Isaac Heeney did something at the SCG on Saturday that no other AFL player has done in 5242 games since 1999 – he had 30 possessions and 13 clearances and kicked five goals.
And, in a statistical haul that will challenge the best of any in AFL history, he also had 16 contested possessions, 11 score involvements, nine inside 50s and five tackles – all in only 81 per cent game time in the Swans’ 31-point win over North Melbourne.
Little wonder Heeney momentarily threw a questioning glance at coach Dean Cox when, five minutes from full-time, he took him out of the game and sat him on the bench.
“I thought I could have just played deep and maybe kicked another goal,” he told FoxFooty with a smile post-match before acknowledging that with the game against North in the bag Cox’ priority was Friday night’s Sydney Derby against GWS at the Showgrounds.
Heeney’s five goals was an equal career-best and the sixth five-goal bag of his career and his 11 score involvements was a career-best, while his 13 clearances and nine inside 50s were equal career-best, and his 16 contested possessions was two short of his best.
His five goals took his career tally to 289 and equal 13th on the club’s all-time list with 1909 premiership player Len Mortimer. He’s eight goals behind Tom Papley (297) and 28 behind Warwick Capper (317) as he and Papley close in on 10th-placed Peter Bedford (325).
Heeney’s 13 clearances is only three short of the club record of 16, held by Josh Kennedy, and has been bettered only by five players in Swans history – Kennedy (16), Daryn Cresswell (15), Brett Kirk (15), Paul Kelly (14), Jarrad McVeigh (14) and Luke Parker (14).
The nearest thing in Swans history to Heeney’s 34-5-13 ‘super-game’ was Kennedy’s 45 possessions, three goals and 11 clearances in a 90-point win over Fremantle at Subiaco in 2016.
Paul Kelly had 33-3-14 in an 81-point loss to Adelaide at Football Park in 1999, Luke Parker 26-4-9 in a 63-point win over Adelaide at Adelaide Oval in 2014, and Cresswell 32-2-12 in a 33-point win over Fremantle at the WACA in 1999, and 35-4-6 in a 71-point win over West Coast at the SCG in 2000.
Even disregarding clearances, the single-game double of 30 possessions and five goals has been a rare achievement since the introduction of possession statistics in 1965, achieved just 11 times by nine different Swans players.
Statistically, the best individual performance in that time was Greg Williams’ club record 53 possessions and six goals against St Kilda at the SCG in Round 19, 1989. He also had 37 possessions and five goals in 1991.
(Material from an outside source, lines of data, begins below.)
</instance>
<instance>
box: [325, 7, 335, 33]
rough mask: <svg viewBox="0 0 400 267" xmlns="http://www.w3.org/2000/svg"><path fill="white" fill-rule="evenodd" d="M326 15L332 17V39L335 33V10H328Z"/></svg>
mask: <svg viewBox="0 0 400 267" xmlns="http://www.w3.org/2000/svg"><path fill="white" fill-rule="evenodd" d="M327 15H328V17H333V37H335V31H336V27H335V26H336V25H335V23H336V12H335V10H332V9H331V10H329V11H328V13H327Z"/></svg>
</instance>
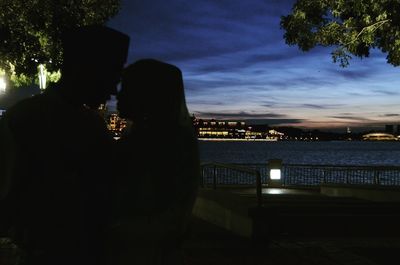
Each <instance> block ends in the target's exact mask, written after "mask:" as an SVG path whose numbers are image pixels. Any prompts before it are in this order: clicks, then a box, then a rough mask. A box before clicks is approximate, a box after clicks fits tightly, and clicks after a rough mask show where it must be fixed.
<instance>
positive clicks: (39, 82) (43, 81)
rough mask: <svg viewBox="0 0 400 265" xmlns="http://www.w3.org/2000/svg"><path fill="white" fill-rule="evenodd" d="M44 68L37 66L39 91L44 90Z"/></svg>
mask: <svg viewBox="0 0 400 265" xmlns="http://www.w3.org/2000/svg"><path fill="white" fill-rule="evenodd" d="M46 74H47V71H46V67H45V66H44V65H43V64H39V88H40V90H41V91H43V90H45V89H46Z"/></svg>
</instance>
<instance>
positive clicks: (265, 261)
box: [184, 218, 400, 265]
mask: <svg viewBox="0 0 400 265" xmlns="http://www.w3.org/2000/svg"><path fill="white" fill-rule="evenodd" d="M376 229H379V227H377V228H376ZM184 250H185V252H184V253H185V262H186V264H187V265H225V264H226V265H236V264H240V265H263V264H274V265H280V264H282V265H289V264H290V265H291V264H293V265H294V264H296V265H303V264H304V265H313V264H315V265H328V264H329V265H342V264H345V265H348V264H349V265H350V264H359V265H373V264H380V265H386V264H387V265H389V264H390V265H393V264H398V255H399V254H400V238H387V237H386V238H376V237H375V238H307V239H305V238H298V239H295V238H291V239H279V240H278V239H275V240H271V241H270V242H269V244H267V243H266V242H262V243H260V244H257V245H255V244H253V243H252V242H251V241H249V240H247V239H244V238H240V237H237V236H235V235H232V234H230V233H229V232H227V231H225V230H223V229H220V228H218V227H216V226H214V225H212V224H209V223H207V222H204V221H202V220H200V219H197V218H194V219H193V221H192V224H191V227H190V231H189V233H188V238H187V240H186V241H185V244H184Z"/></svg>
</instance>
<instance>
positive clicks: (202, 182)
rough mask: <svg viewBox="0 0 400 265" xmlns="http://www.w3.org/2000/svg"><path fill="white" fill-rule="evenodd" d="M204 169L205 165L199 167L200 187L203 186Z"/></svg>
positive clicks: (204, 168) (203, 184)
mask: <svg viewBox="0 0 400 265" xmlns="http://www.w3.org/2000/svg"><path fill="white" fill-rule="evenodd" d="M204 169H205V167H203V166H201V167H200V187H202V188H204Z"/></svg>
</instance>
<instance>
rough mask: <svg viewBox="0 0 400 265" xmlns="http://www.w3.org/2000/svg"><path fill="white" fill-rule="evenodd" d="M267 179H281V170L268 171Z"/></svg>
mask: <svg viewBox="0 0 400 265" xmlns="http://www.w3.org/2000/svg"><path fill="white" fill-rule="evenodd" d="M269 177H270V179H272V180H279V179H281V170H280V169H270V171H269Z"/></svg>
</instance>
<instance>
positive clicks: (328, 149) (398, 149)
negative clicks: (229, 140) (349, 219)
mask: <svg viewBox="0 0 400 265" xmlns="http://www.w3.org/2000/svg"><path fill="white" fill-rule="evenodd" d="M199 145H200V158H201V161H202V162H221V163H266V161H267V160H268V159H275V158H279V159H283V162H284V163H288V164H289V163H290V164H336V165H400V142H357V141H353V142H350V141H343V142H341V141H337V142H205V141H200V142H199Z"/></svg>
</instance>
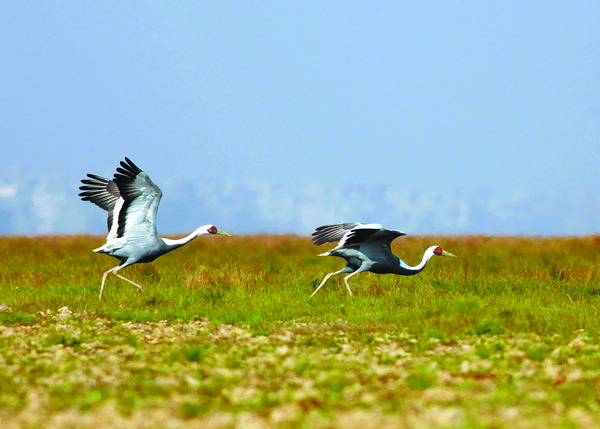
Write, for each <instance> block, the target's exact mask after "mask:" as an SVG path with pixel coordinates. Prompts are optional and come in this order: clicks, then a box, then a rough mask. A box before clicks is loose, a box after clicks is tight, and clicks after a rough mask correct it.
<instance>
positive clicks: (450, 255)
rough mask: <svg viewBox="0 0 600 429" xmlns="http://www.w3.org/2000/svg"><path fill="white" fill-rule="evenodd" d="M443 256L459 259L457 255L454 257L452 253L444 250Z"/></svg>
mask: <svg viewBox="0 0 600 429" xmlns="http://www.w3.org/2000/svg"><path fill="white" fill-rule="evenodd" d="M442 256H450V257H452V258H458V256H456V255H453V254H452V253H450V252H446V251H445V250H442Z"/></svg>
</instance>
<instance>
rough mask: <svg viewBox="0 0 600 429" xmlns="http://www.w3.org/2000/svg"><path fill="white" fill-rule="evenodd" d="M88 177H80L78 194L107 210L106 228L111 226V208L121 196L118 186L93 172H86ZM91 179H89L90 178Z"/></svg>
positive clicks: (112, 211)
mask: <svg viewBox="0 0 600 429" xmlns="http://www.w3.org/2000/svg"><path fill="white" fill-rule="evenodd" d="M87 176H88V177H89V179H82V180H81V183H83V186H80V187H79V189H80V190H81V191H84V192H81V193H80V194H79V196H80V197H81V199H82V200H83V201H90V202H92V203H94V204H96V205H97V206H98V207H100V208H101V209H103V210H106V211H108V222H107V223H108V230H109V231H110V228H111V227H112V221H113V210H114V207H115V204H116V203H117V200H118V199H119V197H120V196H121V194H120V193H119V188H118V187H117V185H116V183H115V182H114V181H112V180H109V179H106V178H105V177H102V176H97V175H95V174H88V175H87ZM90 179H91V180H90Z"/></svg>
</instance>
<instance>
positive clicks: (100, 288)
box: [99, 265, 144, 299]
mask: <svg viewBox="0 0 600 429" xmlns="http://www.w3.org/2000/svg"><path fill="white" fill-rule="evenodd" d="M126 266H127V265H117V266H116V267H114V268H111V269H110V270H108V271H106V272H105V273H104V274H103V275H102V286H100V298H99V299H102V291H103V290H104V282H105V281H106V276H108V275H109V274H110V273H113V274H114V275H115V276H117V277H119V278H120V279H123V280H126V281H128V282H129V283H131V284H132V285H134V286H135V287H137V288H138V289H139V290H140V292H143V291H144V289H142V287H141V286H140V285H139V284H137V283H136V282H134V281H132V280H129V279H128V278H126V277H123V276H122V275H120V274H117V271H119V270H120V269H121V268H125V267H126Z"/></svg>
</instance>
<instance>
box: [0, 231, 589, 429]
mask: <svg viewBox="0 0 600 429" xmlns="http://www.w3.org/2000/svg"><path fill="white" fill-rule="evenodd" d="M101 243H102V238H100V237H92V236H77V237H36V238H24V237H14V238H6V237H5V238H0V255H2V260H1V262H0V421H2V422H3V425H2V426H3V427H44V428H46V427H118V426H121V427H123V426H127V427H167V426H169V427H200V426H203V427H306V428H309V427H310V428H312V427H362V428H369V427H377V428H380V427H402V426H406V427H457V426H458V427H511V426H516V427H556V426H558V427H600V345H599V342H598V339H599V334H600V317H599V316H600V284H599V276H600V273H598V268H599V267H600V264H599V262H600V256H599V252H598V250H600V238H598V237H582V238H562V239H557V238H548V239H542V238H511V237H403V238H401V239H399V240H397V241H396V242H395V249H394V250H395V251H396V253H397V254H399V255H400V256H401V257H402V258H403V259H404V260H405V261H406V262H407V263H409V264H416V263H417V262H418V261H420V258H421V255H422V252H423V251H424V249H425V248H426V247H428V246H429V245H432V244H439V245H441V246H442V247H443V248H444V249H447V250H449V251H450V252H452V253H455V254H456V255H458V256H459V259H451V258H437V257H436V258H433V259H432V260H431V261H430V264H429V266H428V267H427V268H426V270H425V271H424V272H423V273H421V274H420V275H419V276H415V277H398V276H391V275H387V276H377V275H374V274H360V275H357V276H355V277H353V278H352V279H351V281H350V282H351V286H352V288H353V291H354V293H355V296H354V297H349V296H348V295H347V292H346V290H345V287H344V286H343V283H342V282H341V278H339V279H338V280H333V279H332V281H331V283H330V284H327V285H326V286H324V288H322V290H320V291H319V293H318V294H317V295H316V296H315V297H314V298H312V299H308V296H309V295H310V293H311V292H312V290H314V288H315V287H316V286H317V285H318V284H319V283H320V281H321V279H322V277H323V276H324V275H325V274H326V273H327V272H330V271H334V270H336V269H339V268H340V267H341V266H342V265H343V261H342V260H340V259H337V258H331V257H330V258H318V257H316V254H317V253H320V252H322V251H324V250H323V249H324V248H325V246H323V247H322V248H315V247H314V246H312V245H311V244H310V240H308V239H306V238H299V237H294V236H268V237H259V236H247V237H204V238H199V239H198V240H196V241H194V242H193V243H192V244H190V245H188V246H186V247H184V248H182V249H179V250H177V251H175V252H174V253H172V254H170V255H166V256H164V257H162V258H160V259H159V260H157V261H155V262H154V263H152V264H146V265H140V266H137V267H130V268H127V269H125V270H123V272H122V273H123V274H124V275H125V276H127V277H129V278H131V279H132V280H134V281H136V282H139V283H141V284H142V285H144V288H145V292H144V293H143V294H142V293H139V292H137V290H136V288H135V287H133V286H132V285H130V284H128V283H127V282H124V281H122V280H119V279H116V278H114V277H112V276H111V277H109V278H108V280H107V286H106V287H105V294H104V298H103V300H102V301H99V300H98V292H99V286H100V279H101V274H102V272H103V271H106V270H107V269H108V268H110V267H112V266H114V265H116V260H113V259H112V258H110V257H107V256H104V255H96V254H93V253H92V252H91V249H92V248H95V247H98V246H99V245H100V244H101ZM1 304H5V306H2V305H1ZM6 307H8V308H6Z"/></svg>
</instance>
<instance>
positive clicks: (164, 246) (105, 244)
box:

Bob Skilton, whose possession counts went unrecorded through his first nine years and 139 games (when he kicked five goals or more 15 times), had 42 possessions and seven goals against St Kilda at Lake Oval in Round 1, 1968.
Stephen Wright had 30 possessions and eight goals against West Coast at the SCG in 1987, when the home side won by 130 points, while Peter Bedford notched 30 possessions and seven goals against North Melbourne at Lake Oval in 1971, and 31 possessions and five goals against what was then Footscray at Lake Oval in 1973.
Greg Smith had 44 possessions and five goals when the Swans kicked 30.19 (199) against St Kilda in the club’s 7th game at the SCG in 1982 before their full-scale relocation to Sydney in 1983.
Barry Mitchell recorded 32 possessions and five goals in 1986, when the Swans came from 18 points down at three-quarter time to beat Collingwood by one point at Victoria Park.
Michael O’Loughlin kicked five goals to go with 31 possessions – the only 30-possession game of his 303-game career – in the Swans’ first game at Marvel Stadium, in Round 1, 2000 against St Kilda, when Ryan Fitzgerald kicked five goals on debut.
And Parker had 31 possessions and five goals at the Olympic Stadium in 2015 against Geelong.
The Swans single-game possession record for a player who has kicked nine goals was set by Bernie Evans who had 26 in1985, while the equivalent record for a player who has kicked 10 goals is the 25 possessions of Lance Franklin in 2017.
The career-best 16-goal assault of Tony Lockett in 1995 came from 21 possessions which is the most by a Swans player kicking 11 or more goals in a game, remembering that prior to 1965 Bob Pratt kicked five bags of 11-plus (11-11-11-12-15), Lindsay White kicked two (11-12) and Harold Robertson one (14).